It may sound like an extreme-sounding position. Given the already catastrophic impact on the environment (including the human health impacts) of AI data-centers and the exponential growth of AI in the future, we increasingly have a choice between living on a habitable planet and embracing this latest technological assault on inhuman nature.
In May, the MIT Technology Review released “Power Hungry: AI and Our Energy Future,” a comprehensive study on the mind-boggling energy demands of this technology. AI already consumes around 5% of electricity produced in the U.S. and 2% globally. Ten simple queries require the same amount of energy as boiling water for a cup of coffee or tea. Heavy annual use (roughly 9100 queries) is the equivalent of taking a three-hour flight.
The forecasts for AI energy requirements are even more ominous. The global energy demands of AI could reach 20% of electricity produced in five years, potentially more in the United States. Even as our energy supply grows, it cannot keep up with this pace. The AI energy behemoth is rendering every megawatt of renewable energy that comes online almost meaningless. The idea was for a renewable energy supply to replace fossil fuels for lighting our homes, powering appliances and running the fans and air conditioners that are increasingly necessary for surviving a superheating planet. AI will soon erase the progress we had made in this arena.
And the energy demands of AI are already reversing the modest energy transition the world was making, as new coal-fired plants, both new and revived nuclear power plants, and ever more methane-fired power plants come online. It is not difficult to imagine that AI companies might ration energy either explicitly (through managing supply) or implicitly (by forcing household utility customers to bear, until they can’t, the cost of limited supply and increased demand — there is evidence this is already happening.)
Disproportionate energy consumption is but one environmentally devastating impact of AI. Most power generation sources require water as a coolant and many data centers use fresh water directly for cooling. A 100 megawatt datacenter requires on a daily basis the same amount of water that 6500 average U.S. households consume in one year. Within three years, AI datacenters could be consuming 5% of the entire public water supply in the United States at a time when fresh water supplies are harder than ever to secure.

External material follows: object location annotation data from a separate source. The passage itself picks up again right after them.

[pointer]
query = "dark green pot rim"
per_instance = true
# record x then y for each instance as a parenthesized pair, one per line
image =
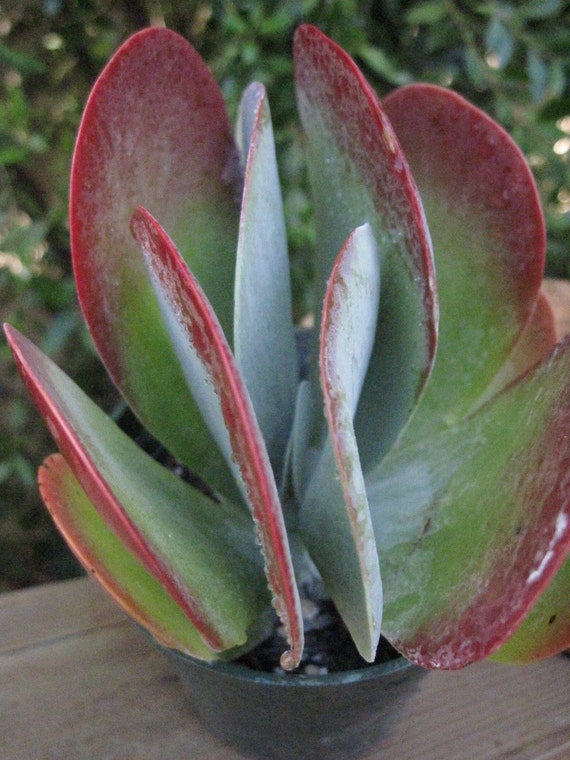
(239, 671)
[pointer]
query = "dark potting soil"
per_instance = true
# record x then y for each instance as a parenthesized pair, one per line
(329, 648)
(328, 645)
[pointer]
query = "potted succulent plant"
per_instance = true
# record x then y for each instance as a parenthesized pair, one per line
(430, 501)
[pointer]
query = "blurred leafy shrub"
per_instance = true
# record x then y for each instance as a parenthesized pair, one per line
(512, 59)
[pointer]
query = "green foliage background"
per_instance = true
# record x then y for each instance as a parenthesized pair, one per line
(511, 58)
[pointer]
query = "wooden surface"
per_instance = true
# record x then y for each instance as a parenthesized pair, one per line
(78, 681)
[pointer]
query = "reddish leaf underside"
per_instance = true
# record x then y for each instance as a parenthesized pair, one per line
(488, 235)
(226, 405)
(155, 131)
(359, 175)
(473, 524)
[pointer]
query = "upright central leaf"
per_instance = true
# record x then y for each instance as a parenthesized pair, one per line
(334, 516)
(264, 338)
(226, 407)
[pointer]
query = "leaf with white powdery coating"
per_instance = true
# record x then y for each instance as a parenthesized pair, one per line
(334, 515)
(226, 407)
(264, 338)
(359, 175)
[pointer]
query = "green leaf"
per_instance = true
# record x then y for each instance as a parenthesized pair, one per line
(222, 397)
(334, 516)
(473, 523)
(155, 132)
(359, 175)
(546, 629)
(487, 229)
(202, 552)
(264, 338)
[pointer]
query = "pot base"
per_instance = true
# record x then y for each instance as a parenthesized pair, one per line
(273, 716)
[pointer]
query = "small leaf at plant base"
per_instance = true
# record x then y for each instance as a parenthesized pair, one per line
(222, 397)
(487, 230)
(264, 338)
(359, 175)
(334, 515)
(546, 629)
(220, 584)
(155, 131)
(103, 555)
(473, 523)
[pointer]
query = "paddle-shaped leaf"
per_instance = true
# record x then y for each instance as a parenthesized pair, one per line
(219, 583)
(104, 556)
(334, 515)
(154, 132)
(359, 175)
(264, 338)
(487, 230)
(473, 523)
(225, 404)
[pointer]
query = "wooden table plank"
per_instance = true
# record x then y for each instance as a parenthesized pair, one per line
(78, 681)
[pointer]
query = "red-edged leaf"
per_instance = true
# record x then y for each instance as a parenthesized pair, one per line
(103, 555)
(334, 515)
(226, 407)
(359, 175)
(487, 229)
(155, 131)
(473, 524)
(546, 630)
(202, 552)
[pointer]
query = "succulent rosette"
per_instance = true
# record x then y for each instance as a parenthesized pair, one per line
(428, 490)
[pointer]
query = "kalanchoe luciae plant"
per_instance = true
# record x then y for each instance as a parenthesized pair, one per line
(433, 494)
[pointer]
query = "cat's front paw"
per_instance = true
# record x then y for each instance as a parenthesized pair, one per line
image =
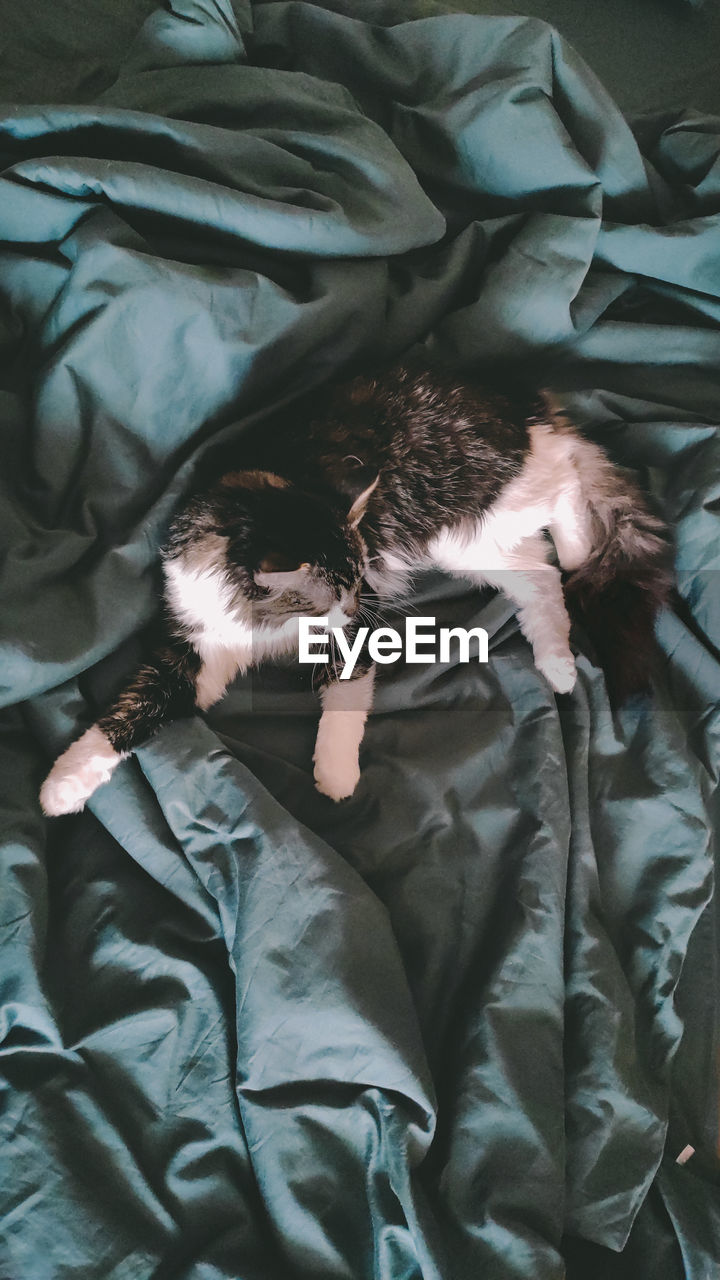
(560, 672)
(336, 778)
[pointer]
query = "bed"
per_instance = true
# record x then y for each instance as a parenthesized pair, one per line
(465, 1023)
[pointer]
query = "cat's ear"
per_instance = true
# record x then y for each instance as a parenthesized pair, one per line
(360, 504)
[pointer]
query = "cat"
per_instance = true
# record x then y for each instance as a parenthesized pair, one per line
(368, 481)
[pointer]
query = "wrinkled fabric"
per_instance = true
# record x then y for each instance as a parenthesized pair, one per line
(464, 1023)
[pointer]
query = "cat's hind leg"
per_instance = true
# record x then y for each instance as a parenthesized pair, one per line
(522, 571)
(346, 704)
(536, 586)
(162, 690)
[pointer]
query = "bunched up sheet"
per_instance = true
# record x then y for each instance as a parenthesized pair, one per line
(463, 1024)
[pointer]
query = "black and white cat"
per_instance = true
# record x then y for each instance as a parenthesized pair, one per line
(373, 479)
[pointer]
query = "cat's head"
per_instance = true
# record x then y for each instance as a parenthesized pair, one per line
(274, 551)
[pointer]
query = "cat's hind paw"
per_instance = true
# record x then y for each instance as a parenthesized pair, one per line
(77, 773)
(337, 778)
(560, 672)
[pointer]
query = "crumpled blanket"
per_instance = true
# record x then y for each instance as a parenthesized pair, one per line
(464, 1023)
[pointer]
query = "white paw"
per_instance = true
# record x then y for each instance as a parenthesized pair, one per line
(337, 778)
(77, 773)
(560, 672)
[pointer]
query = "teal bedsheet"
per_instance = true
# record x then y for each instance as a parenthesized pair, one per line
(463, 1024)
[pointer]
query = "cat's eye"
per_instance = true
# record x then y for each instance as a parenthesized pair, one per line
(277, 562)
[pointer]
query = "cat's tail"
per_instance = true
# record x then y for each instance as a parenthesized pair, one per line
(618, 566)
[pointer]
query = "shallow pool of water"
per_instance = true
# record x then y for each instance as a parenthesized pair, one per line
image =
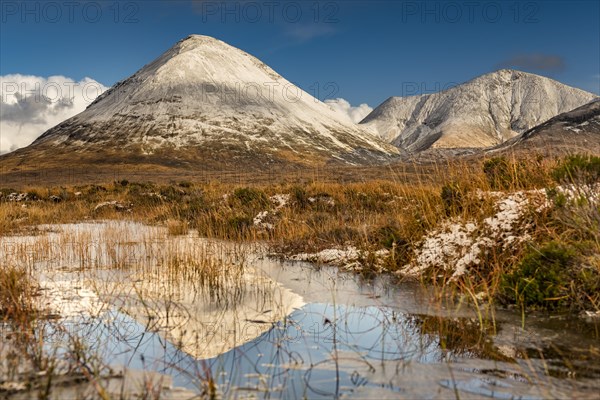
(289, 330)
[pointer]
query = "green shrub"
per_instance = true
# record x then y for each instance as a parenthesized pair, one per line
(578, 169)
(499, 173)
(542, 278)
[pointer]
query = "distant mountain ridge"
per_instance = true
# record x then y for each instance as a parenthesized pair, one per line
(483, 112)
(576, 131)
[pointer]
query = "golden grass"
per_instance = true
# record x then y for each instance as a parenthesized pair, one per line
(393, 209)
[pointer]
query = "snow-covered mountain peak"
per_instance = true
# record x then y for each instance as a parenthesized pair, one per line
(205, 93)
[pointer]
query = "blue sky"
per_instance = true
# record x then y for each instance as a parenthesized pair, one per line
(370, 50)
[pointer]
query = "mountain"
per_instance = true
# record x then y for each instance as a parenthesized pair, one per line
(206, 102)
(576, 131)
(483, 112)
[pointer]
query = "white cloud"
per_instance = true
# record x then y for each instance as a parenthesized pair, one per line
(30, 105)
(356, 114)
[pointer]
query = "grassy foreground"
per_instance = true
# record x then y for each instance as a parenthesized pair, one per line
(497, 231)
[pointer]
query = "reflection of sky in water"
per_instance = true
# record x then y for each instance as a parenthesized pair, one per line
(326, 348)
(296, 357)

All of this might seem far away from Ithaca. Millions of people are already suffering from the “Empire of AI” (to borrow the useful frame of Karen Hao). By some estimates, the build-out of AI datacenters has already inflicted more than $5 billion in public health costs. The impact on non-human nature has also been terrible for ecosystems beyond worsening global warming.

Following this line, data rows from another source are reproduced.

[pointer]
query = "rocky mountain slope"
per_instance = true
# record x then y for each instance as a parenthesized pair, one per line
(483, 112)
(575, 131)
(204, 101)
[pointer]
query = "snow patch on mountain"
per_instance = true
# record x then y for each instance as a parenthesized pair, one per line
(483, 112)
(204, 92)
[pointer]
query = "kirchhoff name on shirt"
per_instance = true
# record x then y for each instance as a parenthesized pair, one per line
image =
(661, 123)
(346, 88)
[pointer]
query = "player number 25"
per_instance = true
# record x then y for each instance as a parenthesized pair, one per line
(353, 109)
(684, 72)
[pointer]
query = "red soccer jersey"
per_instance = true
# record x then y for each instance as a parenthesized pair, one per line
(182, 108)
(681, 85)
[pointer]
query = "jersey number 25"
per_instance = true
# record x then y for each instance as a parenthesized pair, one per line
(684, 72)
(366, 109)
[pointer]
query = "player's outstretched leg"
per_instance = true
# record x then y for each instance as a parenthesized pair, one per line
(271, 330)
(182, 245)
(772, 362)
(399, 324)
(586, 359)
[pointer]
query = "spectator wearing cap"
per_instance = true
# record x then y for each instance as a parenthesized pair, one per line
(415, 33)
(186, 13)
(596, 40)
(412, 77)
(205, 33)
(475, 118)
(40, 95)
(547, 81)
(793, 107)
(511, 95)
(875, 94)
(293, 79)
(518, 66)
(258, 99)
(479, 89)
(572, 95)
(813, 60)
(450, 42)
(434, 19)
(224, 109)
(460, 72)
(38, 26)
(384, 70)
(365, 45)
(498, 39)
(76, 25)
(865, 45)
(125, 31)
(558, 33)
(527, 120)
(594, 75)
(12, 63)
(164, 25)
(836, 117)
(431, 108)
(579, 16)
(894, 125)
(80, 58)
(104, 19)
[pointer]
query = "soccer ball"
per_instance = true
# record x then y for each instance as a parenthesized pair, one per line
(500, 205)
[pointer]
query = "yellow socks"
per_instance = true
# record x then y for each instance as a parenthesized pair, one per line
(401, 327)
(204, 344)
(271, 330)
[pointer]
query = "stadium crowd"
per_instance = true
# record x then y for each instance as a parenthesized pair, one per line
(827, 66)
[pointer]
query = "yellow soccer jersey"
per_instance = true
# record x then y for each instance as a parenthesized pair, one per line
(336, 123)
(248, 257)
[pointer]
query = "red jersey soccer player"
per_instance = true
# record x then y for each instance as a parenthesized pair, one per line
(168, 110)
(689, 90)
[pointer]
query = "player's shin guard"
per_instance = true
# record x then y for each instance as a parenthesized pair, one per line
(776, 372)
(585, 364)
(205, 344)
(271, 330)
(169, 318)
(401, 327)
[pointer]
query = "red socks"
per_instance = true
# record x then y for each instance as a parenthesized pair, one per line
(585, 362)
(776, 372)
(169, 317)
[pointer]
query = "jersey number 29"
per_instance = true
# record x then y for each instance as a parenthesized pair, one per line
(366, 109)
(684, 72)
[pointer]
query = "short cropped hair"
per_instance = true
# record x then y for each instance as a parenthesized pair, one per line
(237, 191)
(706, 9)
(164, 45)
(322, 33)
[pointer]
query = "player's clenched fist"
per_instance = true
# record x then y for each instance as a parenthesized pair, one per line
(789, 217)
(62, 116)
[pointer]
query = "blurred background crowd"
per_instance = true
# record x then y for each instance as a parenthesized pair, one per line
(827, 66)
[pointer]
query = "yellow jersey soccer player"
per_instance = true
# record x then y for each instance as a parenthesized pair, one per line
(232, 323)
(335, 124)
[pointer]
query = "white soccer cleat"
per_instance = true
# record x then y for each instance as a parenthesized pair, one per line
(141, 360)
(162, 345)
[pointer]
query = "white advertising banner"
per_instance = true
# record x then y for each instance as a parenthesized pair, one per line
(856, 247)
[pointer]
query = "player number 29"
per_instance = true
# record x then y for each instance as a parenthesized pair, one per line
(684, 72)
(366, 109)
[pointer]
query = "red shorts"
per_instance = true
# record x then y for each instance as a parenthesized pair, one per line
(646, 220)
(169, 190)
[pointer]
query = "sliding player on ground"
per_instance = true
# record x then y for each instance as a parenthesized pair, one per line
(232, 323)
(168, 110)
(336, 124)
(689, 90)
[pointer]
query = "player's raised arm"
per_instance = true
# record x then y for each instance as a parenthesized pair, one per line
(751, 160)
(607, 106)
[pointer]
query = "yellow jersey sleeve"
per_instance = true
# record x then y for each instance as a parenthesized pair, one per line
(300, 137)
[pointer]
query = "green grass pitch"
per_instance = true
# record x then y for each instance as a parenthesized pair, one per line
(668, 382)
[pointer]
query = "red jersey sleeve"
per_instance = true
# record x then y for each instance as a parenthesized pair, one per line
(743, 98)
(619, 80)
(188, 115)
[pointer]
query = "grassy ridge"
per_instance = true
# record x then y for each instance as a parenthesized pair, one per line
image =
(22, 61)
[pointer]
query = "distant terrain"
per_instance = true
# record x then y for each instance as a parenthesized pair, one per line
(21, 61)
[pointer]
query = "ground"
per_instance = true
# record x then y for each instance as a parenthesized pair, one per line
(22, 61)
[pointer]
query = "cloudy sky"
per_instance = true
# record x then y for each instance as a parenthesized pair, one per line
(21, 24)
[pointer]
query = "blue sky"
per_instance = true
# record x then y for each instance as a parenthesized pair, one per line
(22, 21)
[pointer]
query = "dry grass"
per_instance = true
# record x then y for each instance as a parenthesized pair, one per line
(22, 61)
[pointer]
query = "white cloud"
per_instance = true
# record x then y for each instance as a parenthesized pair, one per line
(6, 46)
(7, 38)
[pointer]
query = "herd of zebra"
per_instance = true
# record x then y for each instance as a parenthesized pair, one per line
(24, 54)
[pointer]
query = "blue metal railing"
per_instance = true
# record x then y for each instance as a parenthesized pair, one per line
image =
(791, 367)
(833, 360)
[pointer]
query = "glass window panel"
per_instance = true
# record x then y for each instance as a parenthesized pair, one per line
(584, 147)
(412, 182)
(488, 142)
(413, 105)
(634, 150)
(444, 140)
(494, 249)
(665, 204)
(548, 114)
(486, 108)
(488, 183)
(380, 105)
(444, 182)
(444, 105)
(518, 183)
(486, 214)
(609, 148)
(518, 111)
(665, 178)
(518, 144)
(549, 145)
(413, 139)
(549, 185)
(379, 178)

We should all know by now that we all live downstream, no matter how far away from the sources of environmental and social disruption. But these impacts could be local soon: a tech company from Maryland wants to build out a data center at the site of the former Milliken Station power plant just 17 miles north of the Ithaca College campus. Already, there is crypto-mining on Seneca Lake.
The IC community should think carefully about the impact of the empire of AI on the planet that sustains us, not to mention on our very humanity.